Survivors still cope 20 years after girls murdered


Tom Stafford covered the funerals of Martha Leach and Phree Morrow in August of 1992.

Twenty years ago, Pastor Timothy Dotson stood in the Richards, Raff & Dunbar Memorial Home and implored God to put his “hope into our hopelessness,” his “thoughts into our confused minds” and his “spirits into our hearts.

“Then, maybe somehow, Father,” Dotson said, “we’ll be able to cope with what we feel here today.”

That day and the next, hundreds who gathered in the funeral home for the funerals of 12-year-old Phree Morrow and 11-year-old Martha Leach struggled to cope with what they felt: riptides of grief, anger, shock and hopelessness.

Last week, some of Phree Morrow’s relatives gathered at the pond and memorial park where the girls were murdered to honor their memories and find comfort in one another’s company.

Not everyone could attend, of course.

All praise and recognize the time, effort and money Vern Donnelly and daughter Angela Ward selflessly have put into transforming the killing ground into a peaceful park. But while some are amazed by the peaceful feeling it gives them, others find the location remains too painful to visit.

And for many who attended those funerals, Dotson’s prayer has yet to be fully answered.

Sixteen at the time, Dawn Palmer Saum remembers that summer as the one when she really got to know her baby sister, Phree.

Because Phree’s mother, Suzy Palmer, and father, Bennie Morrow, parted on bad terms, “we hardly ever got to see her,” Saum said of her half-sister.

But with Mr. Morrow working long hours, “we had her most of the summer” and “we got pretty close.”

That we also included Phree’s cousins, Angela Jones and Iris Palmer Dunn.

“We had a lot of fun,” said Jones. “We all joked around and played around.

“My Aunt Suzy, her mom, lived right down from Schuler’s Bakery.”

Dunn remembers staying at her Aunt Suzy’s, visiting the bakery for donuts and a convenience store for pop in what seemed a careless childhood.

“It was one of those feelings.

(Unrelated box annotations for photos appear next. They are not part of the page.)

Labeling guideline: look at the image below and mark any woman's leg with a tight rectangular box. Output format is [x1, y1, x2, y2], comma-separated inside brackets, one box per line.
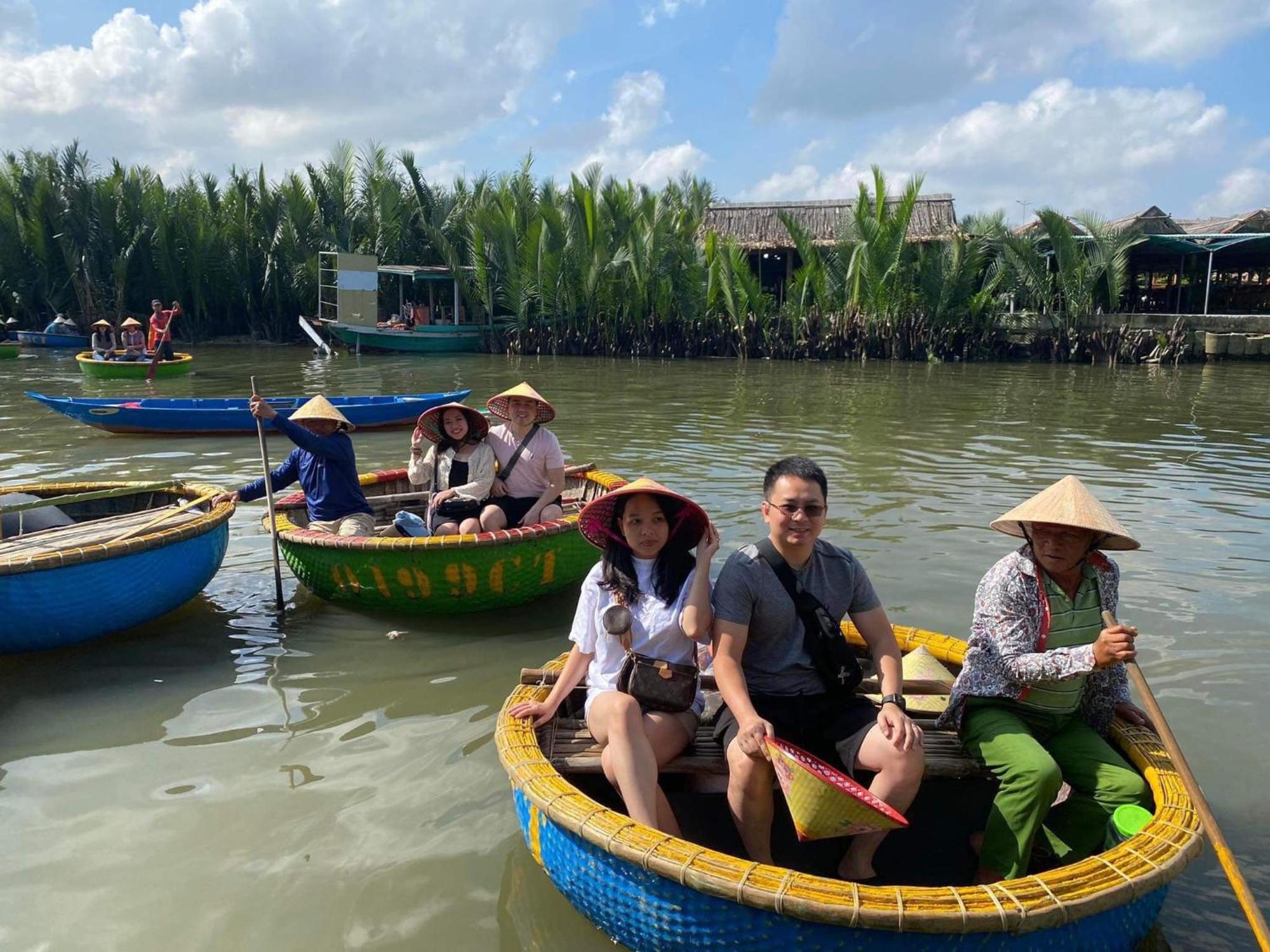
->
[587, 691, 682, 828]
[961, 704, 1063, 882]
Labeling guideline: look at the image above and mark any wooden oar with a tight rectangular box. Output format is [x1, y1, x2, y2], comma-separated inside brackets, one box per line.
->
[1102, 612, 1270, 952]
[107, 489, 221, 545]
[251, 376, 283, 612]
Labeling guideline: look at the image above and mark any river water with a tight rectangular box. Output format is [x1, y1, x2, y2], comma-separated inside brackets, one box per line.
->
[0, 347, 1270, 952]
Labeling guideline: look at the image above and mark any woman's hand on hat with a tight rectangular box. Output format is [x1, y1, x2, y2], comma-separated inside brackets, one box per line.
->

We thought we were safe,” she said.

Phree loved to climb trees, eat Schuler’s, go roller skating and do “regular kinds of stuff,” Dunn said. “She was one of those people you just loved being around because she was so full of life.”

Heather Smith, Martha Leach’s sister, was 10 at the time, and has similar memories of her.

“She liked to dance,” she recalled.

Her love of trolls was shown by their appearance on her T-shirts and sweatshirts.

She also loved to drop chocolate chip cookies in milk, let them dissolve, then devour them with the help of a spoon.

Martha Thompson, her granddaughter’s namesake, remembers lending her granddaughter money to go roller skating in those days before the 12th birthday that would have arrived two days after the girls’ bodies were found.

“She was just a lovely little girl. Like her grandma, she loved everybody.”

“We used to call her News and Sun,” said Jetti Vlaskovich, Martha Leach’s mother. “She always had something to talk about. She’d tell you everything you wanted to know and everything you didn’t want to know.”

Since her daughter’s murder, the news of that awful day 20 years ago has been, in some way repeated.

“It’s something you wake up with every morning and go to bed with at night. It’s right there in your brain. You can’t get rid of it.”

In a world in which people so often say the worst thing for a parent is losing a child, Vlaskovich has found one reason to be thankful.

“I’m glad at lest she was found,” she said, evidence that she’s given serious consideration to the hellish alternative.

Although her sons were too young to remember, Vlaskovich said she regrets the effect it’s had on her daughter, Heather, whom she says “never really had a childhood.”

Smith agrees that she gets “paranoid if I’m out places sometimes,” won’t answer a knock on the door when she’s alone, and even if sitting in a car while her husband goes into a convenience store, locks the car doors and is “always looking around.”

She and her cousins who have gone on to become mothers also find themselves constantly worried about their own daughters and trying to imagine the unimaginable happening in their lives again.

To that end, Smith credits her mother with being “a very strong woman,” whose willingness to share memories of Martha has helped her.

Said Smith, “How it affected us was nothing compared to how it affected her.”

“This is my bad week,” Vlaskovich said Tuesday. “Yesterday was the day she was buried.”

And last week was the week of Martha’s birthday.

Phree Morrow’s mother and father passed away in the past year. A sticking point for many who survive is that William Sapp, thought to have been the ringleader of the group of six convicted in the girls’ killings, still survives on death row.

In his homily at Phree Morrow’s funeral, Pastor Dotson offered another prayer:

“Father, help us to realize that there is an eternity to gain, an eternity where there is no crime, where there is no sin.”

Twenty years after the murders, those yet to reach that eternity are living in a world in which loss, crime and sin continue to hold sway.